The mayor will be joined by other elected officials for a technical briefing, where details of the testing and the transit line's opening date will be revealed.
"Safety is always worth the wait," said Councillor Allan Hubely, transit commission chair. "That's what I said from the time I took this job in December, was that I didn't want to rush anything."
This afternoon's event will update city councillors and the media. So far, the city has refused to say anything about what's been happening during the critical 12-day testing period, nor how close the builder, Rideau Transit Group, is to completing the testing period.
RTG must complete 12 days of testing without a major deficiency before it can hand possession of the line over to the city and receive its long-awaited $202.3-million payment; the transaction has been deferred during the latest delays.
City councillors to ride train before technical briefing
The first big train ride on the Confederation Line will be followed up by the third degree.

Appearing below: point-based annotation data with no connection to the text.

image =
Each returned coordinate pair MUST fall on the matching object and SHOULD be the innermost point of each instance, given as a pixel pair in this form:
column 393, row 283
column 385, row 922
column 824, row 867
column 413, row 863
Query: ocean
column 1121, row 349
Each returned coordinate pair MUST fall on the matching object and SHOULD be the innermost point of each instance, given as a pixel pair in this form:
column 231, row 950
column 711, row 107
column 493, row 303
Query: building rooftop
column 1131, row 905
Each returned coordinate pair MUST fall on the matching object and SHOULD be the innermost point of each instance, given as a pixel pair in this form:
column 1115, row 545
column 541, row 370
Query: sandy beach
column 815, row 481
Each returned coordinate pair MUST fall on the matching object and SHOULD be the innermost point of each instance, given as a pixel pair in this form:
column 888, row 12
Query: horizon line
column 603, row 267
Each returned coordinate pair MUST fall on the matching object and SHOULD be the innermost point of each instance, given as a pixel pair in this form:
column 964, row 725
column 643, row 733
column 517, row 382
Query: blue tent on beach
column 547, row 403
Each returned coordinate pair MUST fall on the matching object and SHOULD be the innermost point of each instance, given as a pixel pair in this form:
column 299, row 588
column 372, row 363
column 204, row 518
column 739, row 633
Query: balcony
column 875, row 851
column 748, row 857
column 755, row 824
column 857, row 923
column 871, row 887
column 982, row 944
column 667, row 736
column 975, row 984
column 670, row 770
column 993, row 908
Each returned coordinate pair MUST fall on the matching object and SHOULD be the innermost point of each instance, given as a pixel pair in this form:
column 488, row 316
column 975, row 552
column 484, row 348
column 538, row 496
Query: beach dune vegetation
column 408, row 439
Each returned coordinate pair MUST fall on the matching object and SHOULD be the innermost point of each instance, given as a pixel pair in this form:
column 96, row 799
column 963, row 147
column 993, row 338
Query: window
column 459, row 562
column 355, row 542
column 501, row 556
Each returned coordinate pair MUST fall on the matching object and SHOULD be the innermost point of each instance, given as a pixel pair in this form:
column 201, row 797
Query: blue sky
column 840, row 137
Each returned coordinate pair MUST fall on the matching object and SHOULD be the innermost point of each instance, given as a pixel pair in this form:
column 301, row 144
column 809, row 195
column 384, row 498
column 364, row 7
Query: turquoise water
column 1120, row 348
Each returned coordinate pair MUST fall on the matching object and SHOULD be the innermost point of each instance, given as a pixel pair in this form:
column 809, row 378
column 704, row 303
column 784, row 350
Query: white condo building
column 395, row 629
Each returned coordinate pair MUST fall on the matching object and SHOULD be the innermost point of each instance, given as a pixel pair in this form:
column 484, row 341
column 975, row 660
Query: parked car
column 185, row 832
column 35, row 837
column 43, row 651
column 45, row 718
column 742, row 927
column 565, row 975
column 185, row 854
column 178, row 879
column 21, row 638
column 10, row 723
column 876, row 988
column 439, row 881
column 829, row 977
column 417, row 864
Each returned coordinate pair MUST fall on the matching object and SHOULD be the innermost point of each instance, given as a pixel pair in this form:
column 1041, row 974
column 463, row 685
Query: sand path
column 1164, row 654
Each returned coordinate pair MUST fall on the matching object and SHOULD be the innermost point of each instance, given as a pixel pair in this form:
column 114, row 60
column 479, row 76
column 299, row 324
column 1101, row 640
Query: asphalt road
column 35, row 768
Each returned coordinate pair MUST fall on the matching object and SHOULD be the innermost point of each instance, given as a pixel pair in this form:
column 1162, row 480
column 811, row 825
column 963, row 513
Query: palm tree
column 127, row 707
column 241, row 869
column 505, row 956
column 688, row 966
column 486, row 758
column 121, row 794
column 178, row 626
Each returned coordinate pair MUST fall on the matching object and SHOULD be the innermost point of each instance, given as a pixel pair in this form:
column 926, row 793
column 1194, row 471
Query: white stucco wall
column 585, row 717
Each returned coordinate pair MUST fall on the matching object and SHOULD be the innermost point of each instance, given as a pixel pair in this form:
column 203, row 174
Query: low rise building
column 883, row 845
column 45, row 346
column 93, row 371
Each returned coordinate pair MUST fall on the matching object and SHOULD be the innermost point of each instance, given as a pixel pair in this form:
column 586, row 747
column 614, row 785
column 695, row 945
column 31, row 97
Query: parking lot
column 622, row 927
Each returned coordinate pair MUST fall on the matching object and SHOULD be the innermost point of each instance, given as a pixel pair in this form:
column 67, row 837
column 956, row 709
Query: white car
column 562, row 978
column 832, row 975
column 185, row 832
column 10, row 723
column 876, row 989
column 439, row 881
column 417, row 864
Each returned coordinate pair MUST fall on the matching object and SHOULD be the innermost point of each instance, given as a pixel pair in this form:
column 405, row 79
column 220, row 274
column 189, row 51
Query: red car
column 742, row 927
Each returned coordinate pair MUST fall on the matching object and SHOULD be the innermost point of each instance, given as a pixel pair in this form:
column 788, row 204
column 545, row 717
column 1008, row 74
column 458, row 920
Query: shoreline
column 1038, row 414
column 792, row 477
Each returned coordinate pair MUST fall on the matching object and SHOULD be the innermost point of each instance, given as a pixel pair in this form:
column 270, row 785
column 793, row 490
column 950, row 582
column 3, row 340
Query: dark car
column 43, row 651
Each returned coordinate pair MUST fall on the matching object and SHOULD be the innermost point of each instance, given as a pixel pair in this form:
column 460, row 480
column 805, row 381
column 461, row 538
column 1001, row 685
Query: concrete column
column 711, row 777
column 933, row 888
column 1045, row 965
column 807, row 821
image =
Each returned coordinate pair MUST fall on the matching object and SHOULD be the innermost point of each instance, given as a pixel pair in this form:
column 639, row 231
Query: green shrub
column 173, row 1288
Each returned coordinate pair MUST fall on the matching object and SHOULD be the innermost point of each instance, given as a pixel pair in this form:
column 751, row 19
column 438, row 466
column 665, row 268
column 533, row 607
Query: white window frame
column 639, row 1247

Several councillors still have questions regarding the 12 consecutive days of testing phase, which in reality took more than 20 days to complete.
"We've heard some really concerning allegations out there and not just from one source," explained Kitchissippi Ward Councillor Jeff Leiper. "That the testing methodology may have been changed through the course of the test in order to make sure that the train can move ahead."
Leiper explained that he's not worried about the overall safety of the train, but more so of the small potential defects.
"The communication systems, the display screens, the doors," Leiper said. "I want to make sure that those are working well so that once the train goes into service, it stays in service."
Bay Ward Councillor Theresa Kavanaugh explained that this is a big step for the city, but there are concerns.
"Despite all the delays, I'd rather have a delay than a problem," said Kavanaugh. "It's much easier to fix the problem before you announce."
Both Leiper and Kavanaugh admit that when they take the train ride on Friday afternoon, they'll be keeping a close eye out for any issues.